Les géants de la Silicon Valley opèrent une bascule trumpiste à un rythme stupéfiant : Mark Zuckerberg, mais aussi Sam Altman, le patron d’Open AI, et Jeff Bezos (propriétaire d’Amazon et du Washington Post) vont tous les trois financer la cérémonie d’investiture de Donald Trump, lundi prochain.

Et qu’est-ce que ça implique pour l’écologie ?

C’est l’une des composantes du fascisme : Donald Trump s’ingénie à détruire le réel, avec ses faits alternatifs, ses théories du complot et autres attaques personnelles contre ses ennemi·es – journalistes et scientifiques au premier chef.

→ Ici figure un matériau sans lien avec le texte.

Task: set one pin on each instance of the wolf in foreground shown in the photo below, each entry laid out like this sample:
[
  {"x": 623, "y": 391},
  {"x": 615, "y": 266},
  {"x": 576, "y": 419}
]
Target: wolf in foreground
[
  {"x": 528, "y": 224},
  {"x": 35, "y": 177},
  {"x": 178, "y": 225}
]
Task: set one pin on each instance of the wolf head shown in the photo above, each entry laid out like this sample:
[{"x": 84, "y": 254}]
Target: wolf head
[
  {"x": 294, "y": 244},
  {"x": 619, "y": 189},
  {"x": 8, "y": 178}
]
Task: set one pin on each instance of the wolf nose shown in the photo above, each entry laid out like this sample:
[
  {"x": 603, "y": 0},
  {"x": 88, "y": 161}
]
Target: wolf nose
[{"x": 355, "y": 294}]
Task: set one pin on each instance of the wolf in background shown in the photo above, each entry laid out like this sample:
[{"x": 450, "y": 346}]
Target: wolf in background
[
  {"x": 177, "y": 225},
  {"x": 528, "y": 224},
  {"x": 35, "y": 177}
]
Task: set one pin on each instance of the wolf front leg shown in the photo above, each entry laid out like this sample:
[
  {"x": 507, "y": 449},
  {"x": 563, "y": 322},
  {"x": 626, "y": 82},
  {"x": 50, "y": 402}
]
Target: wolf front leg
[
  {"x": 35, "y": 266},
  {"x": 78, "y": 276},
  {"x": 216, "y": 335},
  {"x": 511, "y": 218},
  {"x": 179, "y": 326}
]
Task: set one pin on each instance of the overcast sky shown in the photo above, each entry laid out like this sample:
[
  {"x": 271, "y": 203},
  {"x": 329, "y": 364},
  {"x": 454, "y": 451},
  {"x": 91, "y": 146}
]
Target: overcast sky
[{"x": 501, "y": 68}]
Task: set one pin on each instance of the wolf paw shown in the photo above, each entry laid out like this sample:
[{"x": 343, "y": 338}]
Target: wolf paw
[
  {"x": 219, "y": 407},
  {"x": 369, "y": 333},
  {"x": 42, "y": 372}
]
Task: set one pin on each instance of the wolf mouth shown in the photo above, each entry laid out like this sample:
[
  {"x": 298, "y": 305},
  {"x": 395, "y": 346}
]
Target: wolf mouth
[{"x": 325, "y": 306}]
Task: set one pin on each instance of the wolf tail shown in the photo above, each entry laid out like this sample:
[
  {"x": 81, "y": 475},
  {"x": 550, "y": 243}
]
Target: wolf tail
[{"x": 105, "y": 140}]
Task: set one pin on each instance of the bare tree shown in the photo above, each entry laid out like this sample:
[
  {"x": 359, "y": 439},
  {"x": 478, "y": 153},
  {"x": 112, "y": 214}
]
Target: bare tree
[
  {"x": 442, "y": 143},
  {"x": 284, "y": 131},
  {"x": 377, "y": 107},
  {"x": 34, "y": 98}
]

Son lieutenant, Elon Musk, a déjà transformé son réseau social X en machine à désinformer sur tous les sujets, dont le climat. D’ailleurs, il a multiplié les mensonges sur les incendies à Los Angeles et expliqué, entre autres, que la «cause principale» n’était pas le changement climatique, mais la politique de diversité et d’inclusion. Pourquoi ? Kristin Crowley, la cheffe des pompiers de Los Angeles, est une femme homosexuelle.

Il est difficile de déterminer avec précision l’influence des réseaux sociaux sur le débat public, mais avec leurs milliards d’utilisateur·ices dans le monde, on sait qu’elle est énorme.

Laisser sciemment se propager les fausses informations et les attaques haineuses, c’est la garantie de mettre à sac le débat démocratique, au moment où l’humanité doit prendre des décisions vitales pour son avenir.

L’Europe est pour l’instant restée muette face à cette brutale accélération de l’histoire. Elle est face à un choix immense : faire preuve d’unité et de courage, et se battre pour la démocratie, ou en donner définitivement les clefs au marché.

Et si elle fait ce second choix, je viendrai vous annoncer la mort d’Elon Musk dans deux semaines.